I have a Dataproc cluster:
master - 6cores| 32g
worker{0-7} - 6cores| 32g
Maximum allocation: memory:24576, vCores:6
Have two spark-streaming jobs to submit, one after another
In the first place, I tried to submit with default configurations spark.dynamicAllocation.enabled=true
In 30% of cases, I saw that the first job caught almost all available memory and the second was queued and waited for resources for ages. (This is a streaming job which took a small portion of resources every batch ).
My second try was to change a dynamic allocation. I submitted the same two jobs with identical configurations:
spark.dynamicAllocation.enabled=false
spark.executor.memory=12g
spark.executor.cores=3
spark.executor.instances=6
spark.driver.memory=8g
Surprisingly in Yarn UI I saw:
7 Running Containers with 84g Memory allocation for the first job.

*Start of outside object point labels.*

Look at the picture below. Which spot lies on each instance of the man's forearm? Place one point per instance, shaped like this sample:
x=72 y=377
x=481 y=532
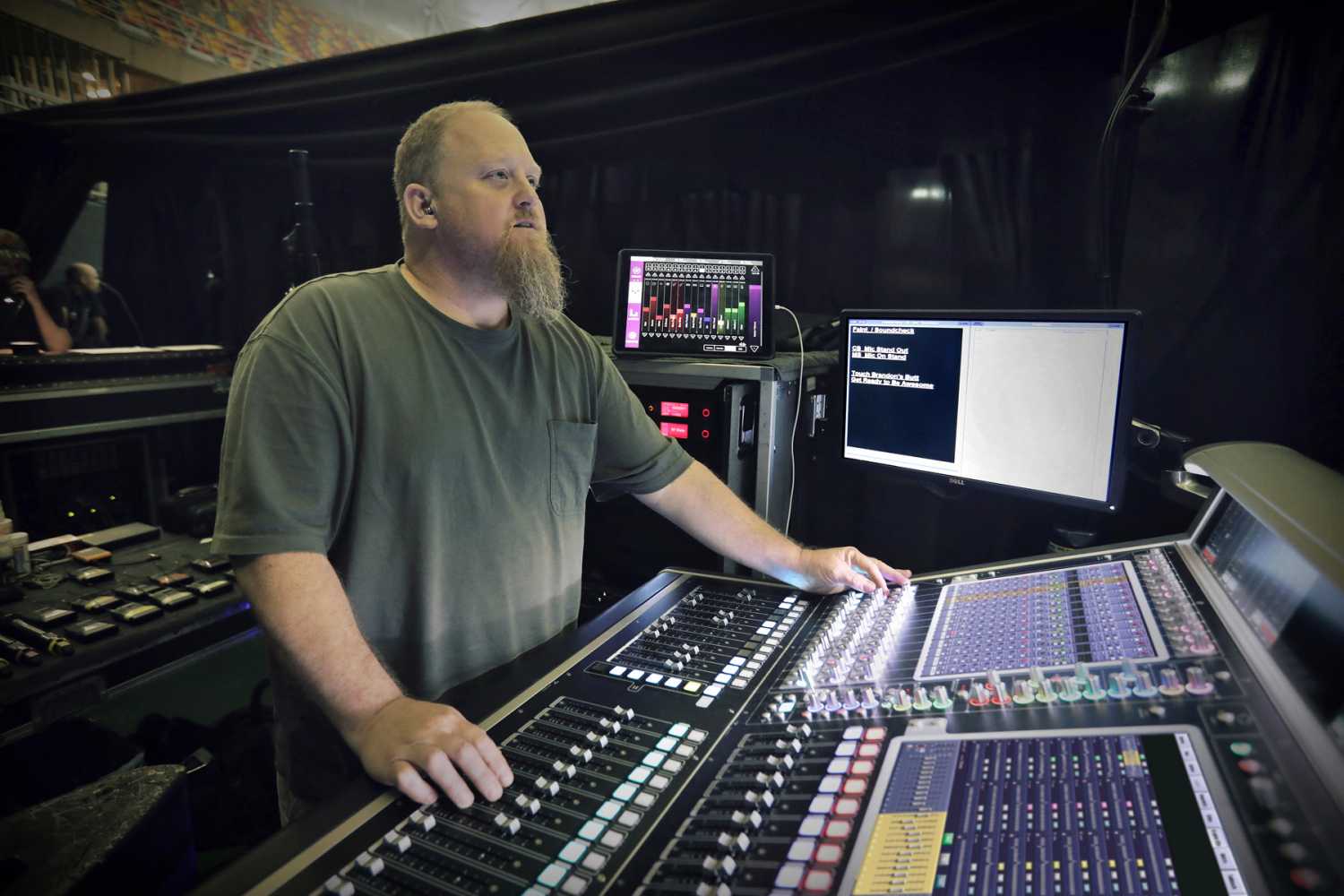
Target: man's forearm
x=304 y=608
x=709 y=509
x=56 y=338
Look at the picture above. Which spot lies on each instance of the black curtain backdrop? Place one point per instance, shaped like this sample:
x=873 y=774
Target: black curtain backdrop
x=806 y=131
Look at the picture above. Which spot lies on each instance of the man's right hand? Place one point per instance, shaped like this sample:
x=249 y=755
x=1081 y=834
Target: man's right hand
x=26 y=288
x=409 y=743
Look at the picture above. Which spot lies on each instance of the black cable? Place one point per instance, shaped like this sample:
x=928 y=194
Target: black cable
x=1102 y=177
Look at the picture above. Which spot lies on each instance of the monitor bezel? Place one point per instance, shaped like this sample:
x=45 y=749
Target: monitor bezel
x=623 y=281
x=1124 y=402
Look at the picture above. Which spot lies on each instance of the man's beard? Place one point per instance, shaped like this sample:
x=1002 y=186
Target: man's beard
x=529 y=271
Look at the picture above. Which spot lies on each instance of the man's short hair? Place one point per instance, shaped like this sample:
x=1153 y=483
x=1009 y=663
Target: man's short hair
x=419 y=151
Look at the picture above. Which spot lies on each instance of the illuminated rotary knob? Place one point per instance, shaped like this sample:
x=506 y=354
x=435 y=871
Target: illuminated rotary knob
x=1144 y=685
x=1171 y=683
x=1198 y=683
x=1069 y=689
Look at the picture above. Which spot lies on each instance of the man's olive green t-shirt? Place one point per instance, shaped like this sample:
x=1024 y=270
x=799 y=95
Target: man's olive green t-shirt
x=443 y=470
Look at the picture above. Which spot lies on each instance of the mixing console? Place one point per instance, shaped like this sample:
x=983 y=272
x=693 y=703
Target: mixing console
x=711 y=640
x=1102 y=723
x=1039 y=619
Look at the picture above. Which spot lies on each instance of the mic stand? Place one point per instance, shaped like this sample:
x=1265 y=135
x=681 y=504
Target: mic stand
x=134 y=324
x=301 y=242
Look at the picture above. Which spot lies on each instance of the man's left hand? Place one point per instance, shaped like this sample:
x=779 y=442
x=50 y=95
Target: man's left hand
x=832 y=570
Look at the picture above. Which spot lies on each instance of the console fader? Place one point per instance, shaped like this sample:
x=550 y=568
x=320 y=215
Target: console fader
x=1142 y=719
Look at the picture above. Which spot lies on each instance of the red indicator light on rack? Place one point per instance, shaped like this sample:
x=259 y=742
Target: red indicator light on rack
x=675 y=409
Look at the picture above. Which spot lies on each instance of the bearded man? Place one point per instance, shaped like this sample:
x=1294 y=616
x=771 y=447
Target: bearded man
x=403 y=474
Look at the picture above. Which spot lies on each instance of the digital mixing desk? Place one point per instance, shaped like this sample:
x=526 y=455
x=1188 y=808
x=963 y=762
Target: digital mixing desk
x=1156 y=718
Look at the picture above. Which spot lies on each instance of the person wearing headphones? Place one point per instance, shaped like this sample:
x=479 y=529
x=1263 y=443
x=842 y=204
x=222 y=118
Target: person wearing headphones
x=80 y=306
x=24 y=322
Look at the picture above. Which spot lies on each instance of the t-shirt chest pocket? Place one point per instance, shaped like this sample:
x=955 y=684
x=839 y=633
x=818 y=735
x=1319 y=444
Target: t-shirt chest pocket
x=572 y=465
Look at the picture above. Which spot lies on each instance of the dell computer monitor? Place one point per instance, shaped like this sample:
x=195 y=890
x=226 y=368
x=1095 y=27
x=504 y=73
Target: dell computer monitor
x=704 y=306
x=1031 y=402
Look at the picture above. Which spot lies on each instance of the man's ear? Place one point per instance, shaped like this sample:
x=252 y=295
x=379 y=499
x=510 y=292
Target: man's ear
x=418 y=203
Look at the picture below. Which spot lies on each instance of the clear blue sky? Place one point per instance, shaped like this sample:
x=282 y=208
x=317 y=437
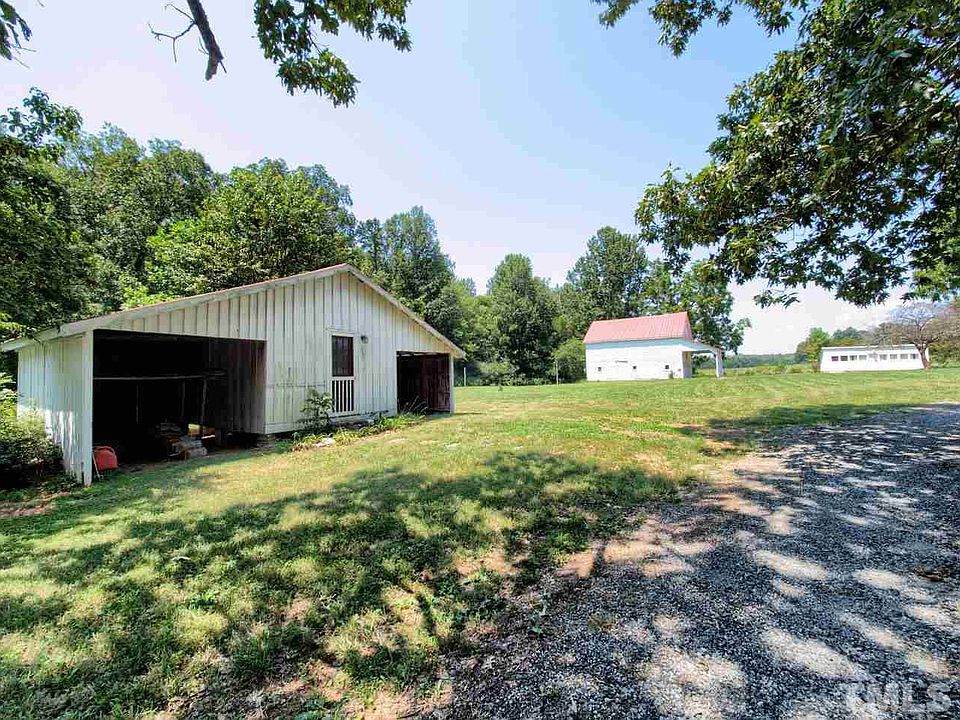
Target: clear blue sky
x=520 y=125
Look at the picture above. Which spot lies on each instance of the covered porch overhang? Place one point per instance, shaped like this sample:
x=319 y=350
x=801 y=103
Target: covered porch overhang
x=695 y=347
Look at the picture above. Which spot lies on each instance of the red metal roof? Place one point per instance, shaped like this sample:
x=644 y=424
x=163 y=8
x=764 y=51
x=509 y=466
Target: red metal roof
x=648 y=327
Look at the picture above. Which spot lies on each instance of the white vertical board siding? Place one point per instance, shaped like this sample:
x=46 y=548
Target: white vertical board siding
x=296 y=320
x=50 y=381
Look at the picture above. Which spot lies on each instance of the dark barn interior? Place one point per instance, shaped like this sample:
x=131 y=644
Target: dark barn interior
x=423 y=382
x=151 y=389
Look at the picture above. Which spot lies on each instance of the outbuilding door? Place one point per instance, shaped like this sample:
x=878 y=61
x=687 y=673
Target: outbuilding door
x=423 y=382
x=343 y=377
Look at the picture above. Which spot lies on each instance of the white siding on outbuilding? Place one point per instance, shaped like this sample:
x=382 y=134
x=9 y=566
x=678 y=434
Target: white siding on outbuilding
x=51 y=382
x=870 y=357
x=297 y=320
x=295 y=317
x=641 y=359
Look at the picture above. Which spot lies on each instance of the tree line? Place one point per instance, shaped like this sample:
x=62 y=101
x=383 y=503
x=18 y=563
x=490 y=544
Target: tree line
x=97 y=222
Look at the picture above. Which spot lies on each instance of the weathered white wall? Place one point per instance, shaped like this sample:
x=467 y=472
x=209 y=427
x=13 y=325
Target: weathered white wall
x=637 y=360
x=297 y=319
x=50 y=381
x=866 y=359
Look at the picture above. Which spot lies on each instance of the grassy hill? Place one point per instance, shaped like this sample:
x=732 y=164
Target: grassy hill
x=316 y=582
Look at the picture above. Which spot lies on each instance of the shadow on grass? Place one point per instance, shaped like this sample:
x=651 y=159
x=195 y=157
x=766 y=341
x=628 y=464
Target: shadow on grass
x=108 y=609
x=817 y=580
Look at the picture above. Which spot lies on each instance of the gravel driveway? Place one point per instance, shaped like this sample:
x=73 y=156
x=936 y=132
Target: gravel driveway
x=820 y=578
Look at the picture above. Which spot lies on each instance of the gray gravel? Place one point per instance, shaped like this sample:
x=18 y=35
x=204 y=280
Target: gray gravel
x=820 y=578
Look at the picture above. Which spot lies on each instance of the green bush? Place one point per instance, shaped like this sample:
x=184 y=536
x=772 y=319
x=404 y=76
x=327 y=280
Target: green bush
x=496 y=373
x=316 y=411
x=26 y=453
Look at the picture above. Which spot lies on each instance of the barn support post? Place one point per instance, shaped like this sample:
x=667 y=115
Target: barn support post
x=452 y=383
x=86 y=409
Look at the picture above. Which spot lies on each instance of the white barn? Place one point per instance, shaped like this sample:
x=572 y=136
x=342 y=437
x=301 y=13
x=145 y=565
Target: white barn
x=653 y=347
x=238 y=360
x=870 y=357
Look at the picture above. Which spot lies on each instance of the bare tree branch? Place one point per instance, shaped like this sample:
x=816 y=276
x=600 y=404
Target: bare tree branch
x=197 y=18
x=214 y=55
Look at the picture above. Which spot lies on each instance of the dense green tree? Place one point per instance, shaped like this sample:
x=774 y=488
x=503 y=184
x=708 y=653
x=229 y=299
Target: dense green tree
x=847 y=336
x=837 y=165
x=571 y=360
x=524 y=310
x=706 y=299
x=922 y=324
x=607 y=282
x=412 y=264
x=291 y=34
x=809 y=348
x=452 y=313
x=47 y=267
x=263 y=221
x=122 y=193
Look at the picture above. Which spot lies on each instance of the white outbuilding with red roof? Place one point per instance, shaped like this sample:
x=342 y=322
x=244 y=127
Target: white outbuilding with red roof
x=652 y=347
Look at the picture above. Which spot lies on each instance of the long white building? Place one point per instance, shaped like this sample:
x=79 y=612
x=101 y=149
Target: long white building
x=652 y=347
x=853 y=358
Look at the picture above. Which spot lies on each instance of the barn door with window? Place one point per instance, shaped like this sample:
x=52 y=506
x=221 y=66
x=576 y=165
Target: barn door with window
x=343 y=378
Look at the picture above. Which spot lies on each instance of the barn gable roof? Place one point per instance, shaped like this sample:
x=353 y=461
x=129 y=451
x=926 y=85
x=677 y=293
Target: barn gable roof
x=80 y=326
x=647 y=327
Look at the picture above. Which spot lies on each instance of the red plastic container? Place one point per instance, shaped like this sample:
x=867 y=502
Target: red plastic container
x=105 y=458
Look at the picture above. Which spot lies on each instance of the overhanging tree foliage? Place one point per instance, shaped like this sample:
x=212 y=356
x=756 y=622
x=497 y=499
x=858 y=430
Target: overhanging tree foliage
x=46 y=274
x=838 y=165
x=615 y=279
x=289 y=31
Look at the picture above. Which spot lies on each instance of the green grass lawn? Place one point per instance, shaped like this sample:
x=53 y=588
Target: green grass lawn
x=339 y=576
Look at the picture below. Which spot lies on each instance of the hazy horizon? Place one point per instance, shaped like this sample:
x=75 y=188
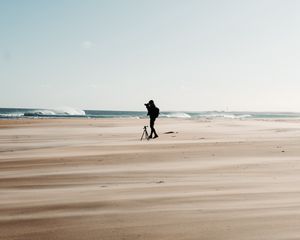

3 Running Containers with 36g Memory allocation and 72g Reserved Memory for the second job
In Spark UI there are 6 executors and driver for the first job and 2 executors and driver for the second job
After retrying(deleting previous jobs and submitting the same jobs) without dynamic allocation and same configurations, I got a totally different result:
5 containers 59g Memory allocation for both jobs and 71g Reserved Memory for the second job. In spark UI I see 4 executors and driver in both cases.
I have a couple of questions:
- If dynamicAllocation=false, why the number of yarn containers is different from the number of executors? (Firstly I thought that additional yarn container is a driver, but it differs in memory.)
- If dynamicAllocation=false, Why Yarn doesn't create containers by my exact requirements- 6 containers(spark executors) for both jobs. Why two different attempts with the same configuration lead to different results?
- If dynamicAllocation=true - how may it be possible that low consuming memory spark job takes control of all Yarn resources
Thanks